To set the stage, I've been using credit cards since they first came out. I was the first on my block to charge groceries, 40+ years ago, causing the neighbors to stare and shake their heads sadly. Whenever a new use for the card came out I jumped on it immediately. At this time I have 8 active accounts, on which I owe over $36,000. My yearly earned income has never been over $40,000, and at this time social security is my main income. So most of my income goes toward servicing credit card debt, my home mortgage, and my home equity loan. I'm in pretty bad shape financially.
In the heyday of the credit card boom I had over 15 active credit cards, with probably a total credit limit of $150,000 and debt as high as $50,000, more than my total income in any given year.

That's why I find the guidelines put forth by the wise young (some not so young) personal finance experts utterly laughable. The banks must take the guidelines seriously because they've now taken most of my cards away and reduced my limits to a total $62,000 as of now. And the 3 credit rating agencies apparently rate me quite low. At least that's what the banks tell me. I've never bothered to find out just what it is because I don't care.

Here's where my experience doesn't match up with your report. On those few occasions when I've had a late payment or over limit penalty, I always call the bank and request them to waive the penalty. The bank does so 90% of the time. When the bank changes the terms on me, they always give me the option of turning down the terms and closing the account. Naturally, I always refuse the changed terms. If the changed terms include an interest rate increase and there was a balance on the account I couldn't pay off in cash, I would transfer the balance to another card. Admittedly, in the hostile new credit environment, this option has become increasingly less available. This was the situation I encountered for the first time in June of 2002.

The bank informed me that they were increasing the interest rate on my balance of $11,376.56 from 5.71% to 23.99%. As usual, I declined the offer. So they closed my account to further borrowing. But they maintained their right to set the interest rate to whatever they pleased for any reason. Their reason was not any delinquency of mine on that account, but rather something they read about me in the credit reports. Scrutiny of the fine print in the credit agreement showed me they had the right to do this. But I told them I would nevertheless not pay that interest rate, and the only way I could avoid paying interest was to not pay anything at all. So month after month my statement showed the high interest charges, piled up late penalties, and no credited payments. Naturally, their collections department got right on the case. Their saber rattling and warnings of the negative impact on my credit rating I ignored. After nine months of that, seeing their principal was lost otherwise, they waived all late penalties and excess interest and restored the original interest rate. I then resumed payments and, when another credit opportunity appeared in March 2005, repaid the balance in full.

See, your program likes to present sensationally anger-arousing content accompanied by David's look of stunned incredulity, but doesn't tell the whole story.
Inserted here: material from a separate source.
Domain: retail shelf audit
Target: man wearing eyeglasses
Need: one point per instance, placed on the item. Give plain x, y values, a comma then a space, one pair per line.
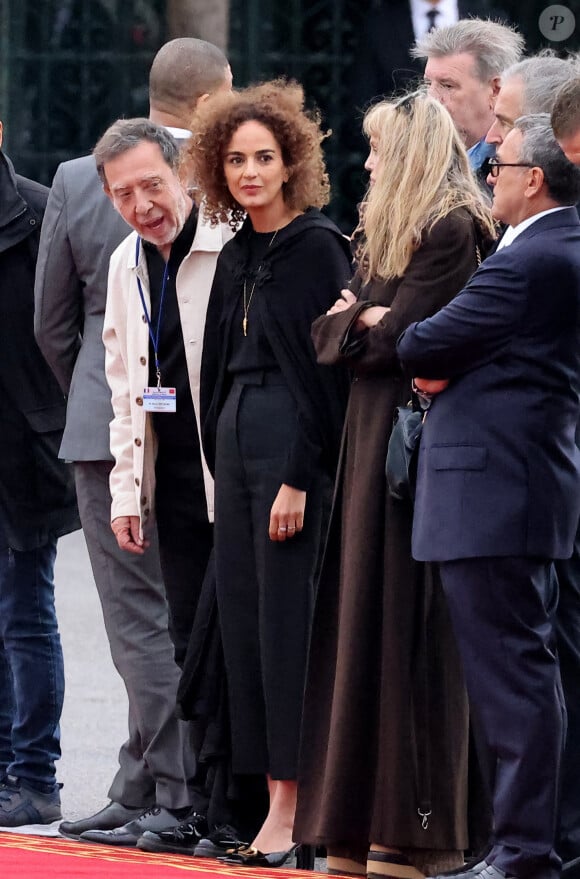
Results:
498, 486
The key to the right relation with the bank is two-fold:

1. ALWAYS pay on time. When you have as many accounts as I have, set all accounts up for auto pay. At times this could result in overdrafts on your checking account. So you must also arrange for an automatic overdraft loan to back up your checking account.

2. In the unfortunate event of a slippage, talk to the bank and beg forgiveness. If they won't listen to reason and a lot of money is involved, and you can't transfer the balance to another bank, refuse to pay. The bank won't take you to court. They can't afford to.

I might just add a couple more tips: if the bank sends you a bunch of checks for you to use against your remaining credit, DON'T USE ONE FOR EACH PAYEE. You'll pay a transfer fee for each one. Use only ONE check, payable to your checking account, and distribute to payees from there. More importantly, if you've already got a promotional rate on the account, don't use the checks at all. You get stuck with a high rate of interest on the newly borrowed amount without any opportunity of paying it down until the low interest bearing amount is completely paid off.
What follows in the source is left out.